DISCOVERY READY TO LAUNCH
With Atlantis safely on the ground, the Space Shuttle Discovery is ready to go for its flight to the International Space Station. During its 11-day mission, the crew of Discovery will attach the Unity module to the Z1 truss, which will serve as the station's backbone. The will also transfer some additional supplies for the upcoming permanent crew set to arrive in Early November. This 100th shuttle launch is due to launch Friday morning at 1:38 GMT.
PROTON LAUNCHES AMERICAN TELEVISION SATELLITE
A Russian-built Proton rocket launched a Lockheed Martin GE-1A satellite on Monday. The rocket lifted off at 10:00pm GMT from the Baikonur Cosmodrome in Kazakhstan, and the satellite separated 6 hours, 40 minutes later. The GE-1A will provide broadcast and communications services to India, China, and Southeast Asia.
NEW PLAN FOR THE X-33
NASA and Lockheed Martin have agreed to a plan to go forward with the X-33 program, which includes an aluminum fuel tank, a revised payment schedule, and a target launch date of 2003. The X-33 was designed as a prototype to test the technologies that will eventually be developed into a replacement for the space shuttle. Unfortunately, problems with original composite fuel tank and a range of other problems caused serious delays to the X-33's schedule, and raising concerns that it would never launch. This revised schedule is 4 years later than the X-33 was originally supposed to lift off.

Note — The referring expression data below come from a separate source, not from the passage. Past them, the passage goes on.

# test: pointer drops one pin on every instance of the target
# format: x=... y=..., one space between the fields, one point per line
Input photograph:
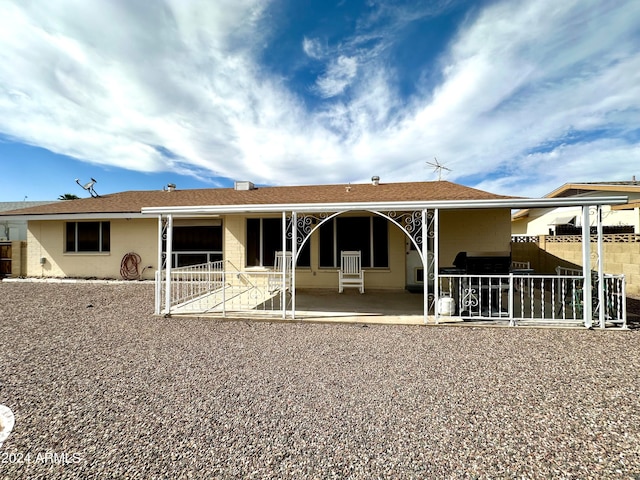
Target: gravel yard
x=101 y=388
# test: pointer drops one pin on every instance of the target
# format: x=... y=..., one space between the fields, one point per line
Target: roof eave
x=511 y=203
x=72 y=216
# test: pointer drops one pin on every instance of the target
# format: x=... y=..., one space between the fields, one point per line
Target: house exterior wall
x=315 y=276
x=45 y=239
x=473 y=231
x=464 y=230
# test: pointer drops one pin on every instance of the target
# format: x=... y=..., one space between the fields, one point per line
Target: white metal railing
x=221 y=288
x=524 y=298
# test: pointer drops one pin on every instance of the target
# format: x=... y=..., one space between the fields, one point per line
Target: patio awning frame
x=423 y=209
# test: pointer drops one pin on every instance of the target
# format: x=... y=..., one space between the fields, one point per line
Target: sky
x=512 y=97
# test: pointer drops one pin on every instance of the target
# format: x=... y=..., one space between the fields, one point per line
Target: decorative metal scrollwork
x=411 y=222
x=305 y=224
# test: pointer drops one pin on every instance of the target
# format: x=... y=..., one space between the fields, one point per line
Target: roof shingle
x=134 y=201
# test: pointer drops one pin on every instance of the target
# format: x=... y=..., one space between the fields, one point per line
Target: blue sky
x=514 y=97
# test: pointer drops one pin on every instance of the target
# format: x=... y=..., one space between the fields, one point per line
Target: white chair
x=350 y=273
x=275 y=278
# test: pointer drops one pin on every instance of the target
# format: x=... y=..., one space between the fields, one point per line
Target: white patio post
x=425 y=266
x=294 y=261
x=158 y=276
x=169 y=261
x=436 y=254
x=283 y=292
x=587 y=307
x=601 y=286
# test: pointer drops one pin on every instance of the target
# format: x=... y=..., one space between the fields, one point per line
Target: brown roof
x=134 y=201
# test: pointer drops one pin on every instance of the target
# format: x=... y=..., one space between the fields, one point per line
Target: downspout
x=587 y=310
x=167 y=299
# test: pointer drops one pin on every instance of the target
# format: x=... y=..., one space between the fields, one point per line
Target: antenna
x=89 y=187
x=438 y=167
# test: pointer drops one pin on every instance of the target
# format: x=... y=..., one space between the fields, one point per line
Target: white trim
x=72 y=217
x=586 y=269
x=513 y=203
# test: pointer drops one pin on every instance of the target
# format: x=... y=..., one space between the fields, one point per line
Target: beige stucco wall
x=45 y=239
x=464 y=230
x=473 y=230
x=315 y=276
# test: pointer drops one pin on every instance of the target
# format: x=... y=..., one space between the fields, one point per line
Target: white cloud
x=338 y=77
x=313 y=48
x=110 y=82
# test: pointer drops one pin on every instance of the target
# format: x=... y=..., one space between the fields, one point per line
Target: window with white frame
x=369 y=235
x=88 y=237
x=264 y=239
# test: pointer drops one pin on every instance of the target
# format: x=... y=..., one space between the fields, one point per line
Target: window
x=196 y=244
x=367 y=234
x=88 y=237
x=264 y=239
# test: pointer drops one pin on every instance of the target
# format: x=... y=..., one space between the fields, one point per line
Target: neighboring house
x=232 y=236
x=568 y=220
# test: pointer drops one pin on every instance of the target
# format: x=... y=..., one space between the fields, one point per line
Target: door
x=5 y=259
x=415 y=271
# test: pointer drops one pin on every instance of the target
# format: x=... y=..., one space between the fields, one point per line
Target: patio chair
x=350 y=274
x=275 y=278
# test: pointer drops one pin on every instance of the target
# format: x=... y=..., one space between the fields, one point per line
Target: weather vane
x=438 y=167
x=89 y=187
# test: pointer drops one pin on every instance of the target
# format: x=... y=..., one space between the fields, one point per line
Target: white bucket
x=446 y=306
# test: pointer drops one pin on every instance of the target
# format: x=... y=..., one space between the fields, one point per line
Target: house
x=209 y=248
x=13 y=233
x=567 y=220
x=15 y=230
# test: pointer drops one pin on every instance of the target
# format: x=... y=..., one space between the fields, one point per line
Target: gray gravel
x=107 y=390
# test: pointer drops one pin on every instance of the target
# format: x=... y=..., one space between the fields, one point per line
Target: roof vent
x=244 y=186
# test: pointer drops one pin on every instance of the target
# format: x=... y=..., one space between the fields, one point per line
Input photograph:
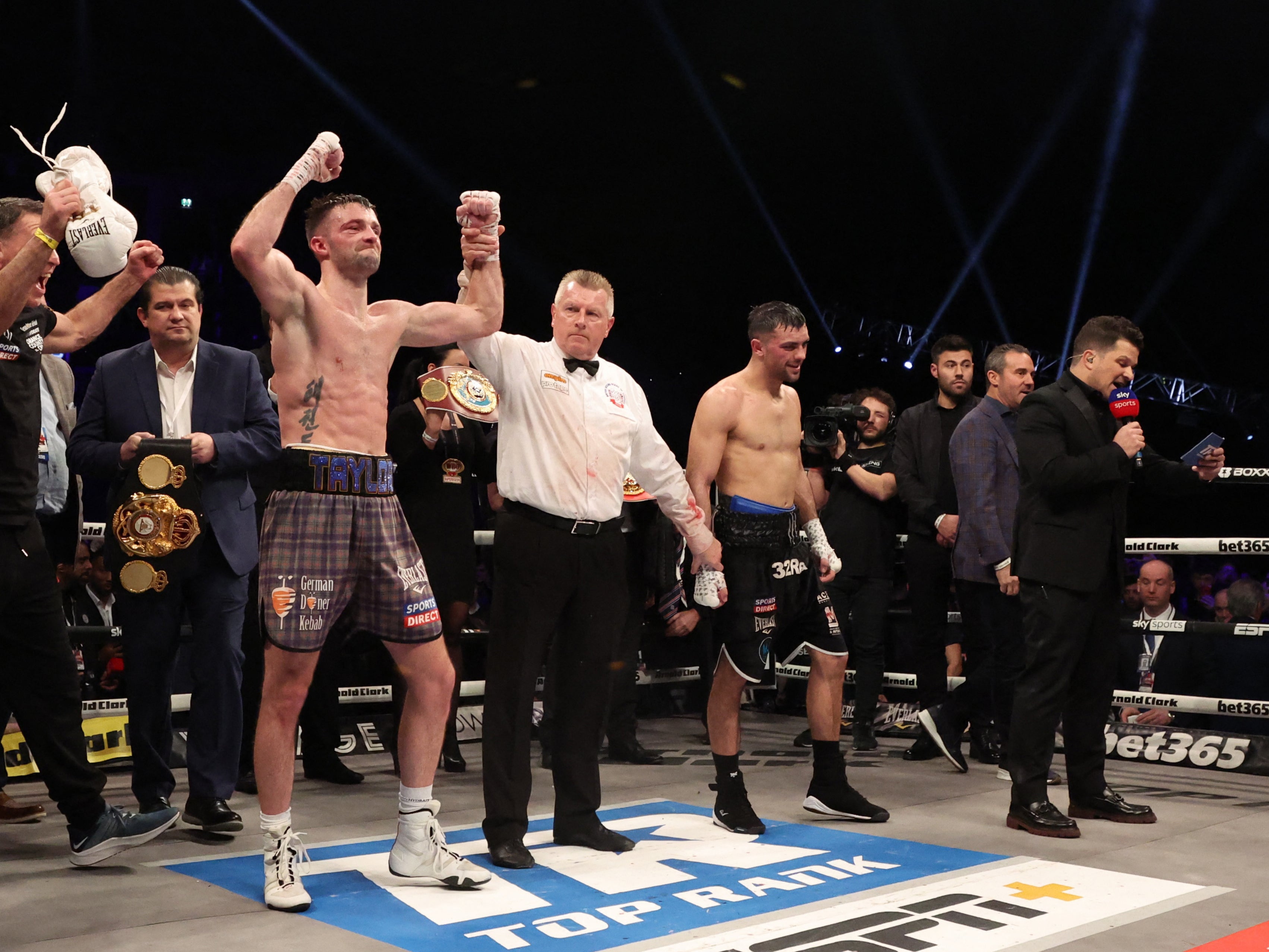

WHAT DOES THE FUTURE HOLD FOR OUR SUN?
Astronomers at the The Solar Cycle and Terrestrial Climate conference held in Tenerife proposed a new program to monitor large numbers of sun-like stars hopes to give Astronomers valuable insights into their behaviour, and hopefully new tool to help predict what might happen to our own Sun in the near future. In recent observations, one star lost 0.4% of its luminosity in only a few years - if it happened here, it would quickly produce the cold conditions experienced here on Earth 300 years ago.